One of the proposed programmes is value addition, encompassing roasting, grinding, packaging and branding. The Taskforce has floated the concept of “Egerton Coffee” as a branded product to support quality differentiation, job creation and industrial growth in coffee-producing counties. Officials argue that Kenya’s global reputation for specialty coffee remains inadequately monetized due to limited domestic processing and dependence on green bean exports.

Professor Gesimba Morwani, who initiated the engagement between the University and government agencies, underscored Egerton’s advantage as a registered seed producer and merchant. He argued that the model could be replicated for coffee seedlings to close a national shortage of approximately 50 million seedlings. With average yields estimated at two kilograms per tree and demand projections indicating a need to scale to roughly 13.6 million trees by 2030, seed systems were described as the “bottleneck variable” in production economics. “The University coming in to produce seedlings will be a game changer. We seek to make Kenya the largest coffee producer and exporter in the region. Currently, Ethiopia is the largest producer, and Uganda leads in export,” Morwani said.

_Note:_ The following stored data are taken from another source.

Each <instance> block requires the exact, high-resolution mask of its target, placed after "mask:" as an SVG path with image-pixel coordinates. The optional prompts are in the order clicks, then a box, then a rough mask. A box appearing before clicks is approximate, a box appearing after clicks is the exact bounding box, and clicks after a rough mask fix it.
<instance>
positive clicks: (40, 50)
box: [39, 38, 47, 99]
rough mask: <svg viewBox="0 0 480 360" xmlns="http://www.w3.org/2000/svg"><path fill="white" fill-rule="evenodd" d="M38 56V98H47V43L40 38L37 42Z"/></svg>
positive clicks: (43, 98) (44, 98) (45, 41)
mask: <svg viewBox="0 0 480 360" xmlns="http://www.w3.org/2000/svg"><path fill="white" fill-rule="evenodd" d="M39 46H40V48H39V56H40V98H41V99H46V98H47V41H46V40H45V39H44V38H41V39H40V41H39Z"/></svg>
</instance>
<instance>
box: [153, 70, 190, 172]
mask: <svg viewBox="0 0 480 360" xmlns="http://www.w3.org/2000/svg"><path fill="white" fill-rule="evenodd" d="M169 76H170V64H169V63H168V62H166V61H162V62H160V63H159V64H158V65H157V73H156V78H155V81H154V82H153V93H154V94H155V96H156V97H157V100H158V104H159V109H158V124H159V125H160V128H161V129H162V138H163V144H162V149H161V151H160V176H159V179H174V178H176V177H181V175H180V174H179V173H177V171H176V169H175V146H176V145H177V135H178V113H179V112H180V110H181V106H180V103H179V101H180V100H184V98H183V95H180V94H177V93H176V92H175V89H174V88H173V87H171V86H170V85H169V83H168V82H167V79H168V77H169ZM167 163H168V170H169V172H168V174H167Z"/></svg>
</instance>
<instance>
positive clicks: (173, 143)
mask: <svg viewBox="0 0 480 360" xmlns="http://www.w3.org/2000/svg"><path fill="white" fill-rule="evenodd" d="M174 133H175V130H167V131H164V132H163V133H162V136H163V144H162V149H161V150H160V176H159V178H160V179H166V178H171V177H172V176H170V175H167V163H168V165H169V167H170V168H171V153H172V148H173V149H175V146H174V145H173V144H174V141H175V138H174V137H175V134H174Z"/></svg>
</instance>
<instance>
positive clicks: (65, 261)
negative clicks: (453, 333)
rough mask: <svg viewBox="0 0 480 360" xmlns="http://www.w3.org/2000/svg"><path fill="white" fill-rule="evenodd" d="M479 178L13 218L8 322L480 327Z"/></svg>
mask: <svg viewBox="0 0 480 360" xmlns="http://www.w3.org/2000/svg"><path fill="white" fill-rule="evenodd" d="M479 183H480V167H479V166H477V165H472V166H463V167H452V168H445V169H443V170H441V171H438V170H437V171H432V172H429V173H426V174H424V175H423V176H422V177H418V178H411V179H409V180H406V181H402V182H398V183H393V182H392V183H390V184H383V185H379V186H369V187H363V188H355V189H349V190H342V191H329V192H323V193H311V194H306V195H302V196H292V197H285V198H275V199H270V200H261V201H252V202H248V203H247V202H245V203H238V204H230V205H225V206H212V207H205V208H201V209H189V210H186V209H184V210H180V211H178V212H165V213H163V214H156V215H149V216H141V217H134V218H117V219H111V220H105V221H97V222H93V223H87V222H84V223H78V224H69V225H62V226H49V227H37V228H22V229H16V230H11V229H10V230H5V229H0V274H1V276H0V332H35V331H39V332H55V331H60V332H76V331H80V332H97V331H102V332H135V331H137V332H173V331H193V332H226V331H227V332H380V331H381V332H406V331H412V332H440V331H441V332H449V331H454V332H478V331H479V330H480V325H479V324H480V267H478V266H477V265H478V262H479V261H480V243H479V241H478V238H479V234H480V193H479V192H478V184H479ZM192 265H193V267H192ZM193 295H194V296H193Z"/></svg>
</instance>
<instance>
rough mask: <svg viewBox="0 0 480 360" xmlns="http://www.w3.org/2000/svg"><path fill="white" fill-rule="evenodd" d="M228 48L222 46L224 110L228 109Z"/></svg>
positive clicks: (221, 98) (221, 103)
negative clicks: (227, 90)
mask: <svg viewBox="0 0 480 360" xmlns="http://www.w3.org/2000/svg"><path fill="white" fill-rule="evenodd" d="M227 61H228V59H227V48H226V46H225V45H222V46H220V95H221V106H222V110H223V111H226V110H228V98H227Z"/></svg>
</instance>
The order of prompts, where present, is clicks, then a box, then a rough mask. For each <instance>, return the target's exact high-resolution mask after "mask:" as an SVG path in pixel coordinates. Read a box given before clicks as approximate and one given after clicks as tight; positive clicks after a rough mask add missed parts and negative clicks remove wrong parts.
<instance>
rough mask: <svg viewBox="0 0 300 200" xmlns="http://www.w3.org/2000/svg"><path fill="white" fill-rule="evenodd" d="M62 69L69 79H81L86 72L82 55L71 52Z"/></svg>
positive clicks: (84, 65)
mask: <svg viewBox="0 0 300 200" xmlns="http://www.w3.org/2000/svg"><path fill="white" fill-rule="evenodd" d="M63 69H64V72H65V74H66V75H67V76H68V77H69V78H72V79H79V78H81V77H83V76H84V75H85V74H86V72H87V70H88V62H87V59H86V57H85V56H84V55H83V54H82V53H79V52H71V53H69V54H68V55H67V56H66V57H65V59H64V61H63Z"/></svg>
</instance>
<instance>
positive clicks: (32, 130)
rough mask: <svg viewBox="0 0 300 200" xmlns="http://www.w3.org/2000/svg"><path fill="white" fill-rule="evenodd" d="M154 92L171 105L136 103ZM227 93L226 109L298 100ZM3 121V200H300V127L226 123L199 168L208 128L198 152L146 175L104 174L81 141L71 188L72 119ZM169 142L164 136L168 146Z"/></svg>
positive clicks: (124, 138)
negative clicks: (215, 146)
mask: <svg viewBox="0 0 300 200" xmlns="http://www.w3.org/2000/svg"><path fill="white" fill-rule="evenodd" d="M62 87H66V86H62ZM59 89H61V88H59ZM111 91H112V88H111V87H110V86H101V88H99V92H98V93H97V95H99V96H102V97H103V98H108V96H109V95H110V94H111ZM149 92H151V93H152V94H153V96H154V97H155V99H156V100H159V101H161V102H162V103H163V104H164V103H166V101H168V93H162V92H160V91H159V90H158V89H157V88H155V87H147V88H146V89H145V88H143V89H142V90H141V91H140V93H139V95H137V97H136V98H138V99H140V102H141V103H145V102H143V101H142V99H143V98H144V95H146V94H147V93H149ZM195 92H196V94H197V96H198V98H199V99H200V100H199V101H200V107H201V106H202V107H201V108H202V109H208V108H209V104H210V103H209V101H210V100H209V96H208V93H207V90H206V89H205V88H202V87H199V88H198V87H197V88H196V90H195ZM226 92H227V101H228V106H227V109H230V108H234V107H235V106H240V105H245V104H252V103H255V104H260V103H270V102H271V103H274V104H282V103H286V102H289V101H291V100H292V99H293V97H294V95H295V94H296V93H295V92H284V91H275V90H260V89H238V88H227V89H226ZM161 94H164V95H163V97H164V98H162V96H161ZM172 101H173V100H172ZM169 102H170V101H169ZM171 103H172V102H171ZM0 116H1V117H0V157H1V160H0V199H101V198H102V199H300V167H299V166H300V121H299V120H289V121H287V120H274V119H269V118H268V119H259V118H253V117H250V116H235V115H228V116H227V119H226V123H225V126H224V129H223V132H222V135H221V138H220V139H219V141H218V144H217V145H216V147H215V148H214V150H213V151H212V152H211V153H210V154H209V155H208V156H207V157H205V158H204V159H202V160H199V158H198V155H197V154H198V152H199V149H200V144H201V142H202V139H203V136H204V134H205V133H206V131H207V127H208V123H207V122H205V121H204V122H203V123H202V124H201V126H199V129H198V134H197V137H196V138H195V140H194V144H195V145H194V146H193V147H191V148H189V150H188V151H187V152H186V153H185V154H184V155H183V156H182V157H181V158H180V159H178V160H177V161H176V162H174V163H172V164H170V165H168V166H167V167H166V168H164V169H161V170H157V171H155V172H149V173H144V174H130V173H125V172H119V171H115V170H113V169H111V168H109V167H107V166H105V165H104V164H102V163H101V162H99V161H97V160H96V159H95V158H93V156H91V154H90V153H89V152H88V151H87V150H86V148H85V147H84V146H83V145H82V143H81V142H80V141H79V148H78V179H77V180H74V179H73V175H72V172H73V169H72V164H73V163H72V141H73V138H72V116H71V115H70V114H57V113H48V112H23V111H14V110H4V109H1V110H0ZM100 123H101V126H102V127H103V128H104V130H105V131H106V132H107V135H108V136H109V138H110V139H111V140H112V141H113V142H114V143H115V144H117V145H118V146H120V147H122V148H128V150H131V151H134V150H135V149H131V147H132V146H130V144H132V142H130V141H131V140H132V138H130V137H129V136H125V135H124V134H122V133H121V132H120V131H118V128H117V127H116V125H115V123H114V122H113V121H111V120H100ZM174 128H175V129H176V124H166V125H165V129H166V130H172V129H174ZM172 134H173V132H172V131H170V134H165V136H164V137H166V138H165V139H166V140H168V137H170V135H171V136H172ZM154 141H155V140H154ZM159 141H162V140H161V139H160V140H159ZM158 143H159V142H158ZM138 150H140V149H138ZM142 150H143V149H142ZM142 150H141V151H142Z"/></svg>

The programme will be anchored in Egerton’s Department of Crops, Horticulture and Soils. University officials reiterated that its biosafety protocols discourage the use of compounds such as Ethidium Bromide, Mercury Chloride and Mercaptoethanol due to toxicity and disease prevention concerns. Compatibility between university-grade biosafety and phytosanitary standards is expected to enhance the credibility of planting materials destined for commercial nurseries.

Alongside production reforms, the Taskforce is examining digital sales systems (DSS) to streamline marketing and ensure consistent cash flow to farmers. The New Kenya Coffee Planters Union intends to expand into milling and marketing functions to strengthen co-operative control over high-value downstream activities.

Officials confirmed that a national launch for coffee production initiatives will take place in Murang’a County later this year. They also acknowledged that negative publicity, governance disputes and volatile markets weakened farmer confidence in past decades, though middle-class investors are now revisiting coffee farming as an income-generating venture.

By Kurian Musa, Communications Officer, Egerton University.